The scale of the problem has become difficult to ignore. An audit of 2.5 million biomedical papers published between January 2023 and February 2026 identified more than 4,000 fabricated references embedded within 2,810 published articles. Even more concerning, the rate of fabricated citations increased more than twelvefold during this relatively short period, closely following the widespread adoption of large language models. When the analysis closed, almost all affected papers had received no correction, expression of concern, or retraction from publishers. The overwhelming majority remained part of the published scientific record.

Citation fabrication does not exist in isolation. It operates alongside a more established integrity threat: paper mills. These commercial operations produce and sell manuscripts, including authorship slots, to researchers facing intense pressure to publish. Investigations published in recent years suggest that hundreds of thousands of papers may contain characteristics associated with paper mill production, although only a small fraction have been formally corrected or retracted. Together, paper mills and AI-assisted citation fabrication represent two distinct but increasingly complementary mechanisms for introducing unreliable evidence into the scientific literature.

Indonesia occupies a particularly vulnerable position within this global landscape, not because its researchers are inherently more prone to misconduct, but because its research evaluation system has created unusually strong incentives to maximize publication output. Over the past decade, Indonesia moved from among the lowest-output research systems in Southeast Asia to one of the region’s most prolific producers of indexed scientific papers. This transformation followed the introduction of the Science and Technology Index (SINTA) in 2016 and subsequent regulations linking academic promotion and professional incentives to internationally indexed publications.

These reforms achieved their immediate objective. Publication numbers rose rapidly. Universities expanded international collaborations, faculty members became more active in submitting manuscripts, and Indonesia climbed regional publication rankings. When measured solely by bibliometric indicators, the reforms appeared successful.

Publication volume, however, does not equal research quality. Available analyses suggest that a substantial proportion of Indonesia’s indexed output came from conference proceedings rather than peer-reviewed journals. Conference proceedings have legitimate scholarly functions, particularly for disseminating preliminary findings, but they generally undergo less rigorous editorial and peer review than established scientific journals. When institutional reward systems value publication counts more heavily than publication quality, researchers naturally orient their behaviour toward whichever outputs are rewarded most reliably.
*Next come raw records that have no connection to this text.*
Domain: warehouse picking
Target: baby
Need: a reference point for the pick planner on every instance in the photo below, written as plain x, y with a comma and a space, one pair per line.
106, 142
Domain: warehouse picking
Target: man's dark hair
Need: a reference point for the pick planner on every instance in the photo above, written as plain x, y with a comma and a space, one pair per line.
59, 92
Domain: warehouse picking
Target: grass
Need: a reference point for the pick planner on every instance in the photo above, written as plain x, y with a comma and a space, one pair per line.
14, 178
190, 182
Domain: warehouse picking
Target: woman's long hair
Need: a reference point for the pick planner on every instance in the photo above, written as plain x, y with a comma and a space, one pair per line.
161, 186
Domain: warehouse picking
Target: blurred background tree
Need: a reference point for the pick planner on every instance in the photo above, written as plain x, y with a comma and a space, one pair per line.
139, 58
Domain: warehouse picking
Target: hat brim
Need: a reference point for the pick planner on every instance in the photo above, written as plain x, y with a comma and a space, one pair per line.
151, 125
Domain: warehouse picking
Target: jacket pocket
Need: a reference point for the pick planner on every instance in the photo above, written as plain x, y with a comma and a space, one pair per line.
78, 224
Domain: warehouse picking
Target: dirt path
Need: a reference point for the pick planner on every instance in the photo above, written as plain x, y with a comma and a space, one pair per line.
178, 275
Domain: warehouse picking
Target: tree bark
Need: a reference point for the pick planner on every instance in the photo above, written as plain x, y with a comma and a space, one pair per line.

This distinction matters because incentives shape behaviour throughout scientific systems. Researchers rarely operate in isolation from institutional expectations. Promotion, financial incentives, institutional rankings, and research funding frequently depend upon measurable publication metrics. Whenever these indicators become the dominant criteria for professional advancement, demand emerges for services capable of accelerating publication. Paper mills exist because markets respond to demand. They exploit structural incentives rather than creating them.

The Indonesian Case

The incentive misalignments described above are already visible within Indonesian research. A recent review of retracted publications involving Indonesian-affiliated authors identified 148 formally retracted papers between 2015 and 2024. Retractions increased sharply after 2015 and reached their highest level in 2024. Medicine, engineering, and the social sciences accounted for much of this increase. Plagiarism remained the most common reason for retraction, but data fabrication, compromised peer review, authorship disputes, and publication in predatory journals also contributed substantially. Many affected articles appeared in APC-driven open access journals. The concentration there is not coincidental: rapid publication models reduce the friction that might otherwise deter submission of compromised manuscripts.
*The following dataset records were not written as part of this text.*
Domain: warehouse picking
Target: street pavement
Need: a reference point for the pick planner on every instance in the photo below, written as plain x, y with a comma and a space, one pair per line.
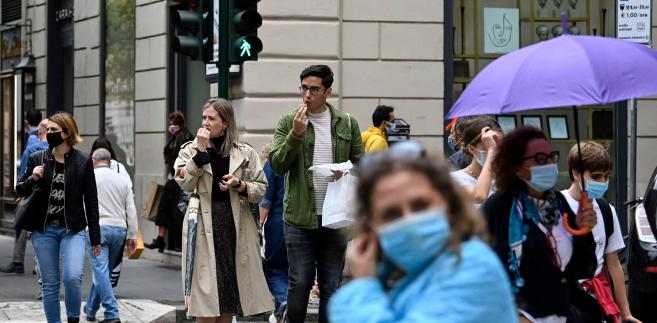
148, 291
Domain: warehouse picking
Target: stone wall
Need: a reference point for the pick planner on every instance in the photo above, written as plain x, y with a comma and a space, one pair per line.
375, 50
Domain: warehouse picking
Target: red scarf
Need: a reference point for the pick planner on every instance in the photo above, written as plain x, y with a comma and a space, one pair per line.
599, 286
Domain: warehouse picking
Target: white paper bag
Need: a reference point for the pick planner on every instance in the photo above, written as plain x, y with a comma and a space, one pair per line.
340, 203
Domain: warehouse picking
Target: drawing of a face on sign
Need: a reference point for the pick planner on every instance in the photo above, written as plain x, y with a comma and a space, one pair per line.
501, 30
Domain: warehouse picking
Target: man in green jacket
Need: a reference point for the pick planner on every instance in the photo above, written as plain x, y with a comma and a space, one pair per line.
314, 133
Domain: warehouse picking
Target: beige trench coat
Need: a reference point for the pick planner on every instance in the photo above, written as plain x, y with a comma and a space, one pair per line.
254, 294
Artificial intelligence introduces a different challenge. Unlike paper mills, which manufacture entire manuscripts, large language models can fabricate references while producing otherwise plausible scientific writing. These references frequently combine authentic author names, plausible article titles, publication years, and journal names into citations that appear entirely routine. To reviewers scanning long reference lists, they look ordinary. Unless every citation is independently verified, fabricated references may remain undetected throughout peer review and publication.

The implications extend well beyond academic publishing. Review articles and systematic reviews occupy the apex of most clinical evidence hierarchies, including GRADE and OCEBM frameworks, because they synthesise findings from multiple primary studies to inform clinical practice and public policy. If fabricated references are embedded within these reviews, the evidence base those reviews produce becomes, in part, fictitious. According to the biomedical audit cited above, review articles exhibited substantially higher rates of fabricated citations than other publication types. For health research, where systematic reviews underpin clinical guidelines, this is more than a bibliographic problem. It potentially affects decisions about patient care and health policy.
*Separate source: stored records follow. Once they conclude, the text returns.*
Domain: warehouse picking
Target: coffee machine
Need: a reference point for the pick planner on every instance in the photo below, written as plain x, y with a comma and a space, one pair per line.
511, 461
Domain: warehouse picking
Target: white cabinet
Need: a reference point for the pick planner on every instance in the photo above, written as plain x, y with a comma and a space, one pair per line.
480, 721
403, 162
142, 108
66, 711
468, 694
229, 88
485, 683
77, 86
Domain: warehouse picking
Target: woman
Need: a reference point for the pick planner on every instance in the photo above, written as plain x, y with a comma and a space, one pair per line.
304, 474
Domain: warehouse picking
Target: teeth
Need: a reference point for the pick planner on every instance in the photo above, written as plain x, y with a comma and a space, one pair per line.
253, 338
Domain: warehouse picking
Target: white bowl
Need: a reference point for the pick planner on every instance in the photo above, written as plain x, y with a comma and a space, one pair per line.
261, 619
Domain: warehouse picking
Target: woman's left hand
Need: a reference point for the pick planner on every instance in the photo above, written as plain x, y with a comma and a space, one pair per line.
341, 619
From Individual Misconduct to Institutional Incentives

The instinctive reading of these developments is individual misconduct. Certainly, some researchers deliberately engage in unethical behaviour. Yet focusing exclusively on individual responsibility risks overlooking the institutional dynamics that make such practices increasingly attractive. Systems that reward publication quantity while neglecting quality, reproducibility, and editorial integrity reliably create conditions for exploitation. Paper mills and AI-generated citation fabrication are symptoms of deeper governance problems, not isolated ethical failures.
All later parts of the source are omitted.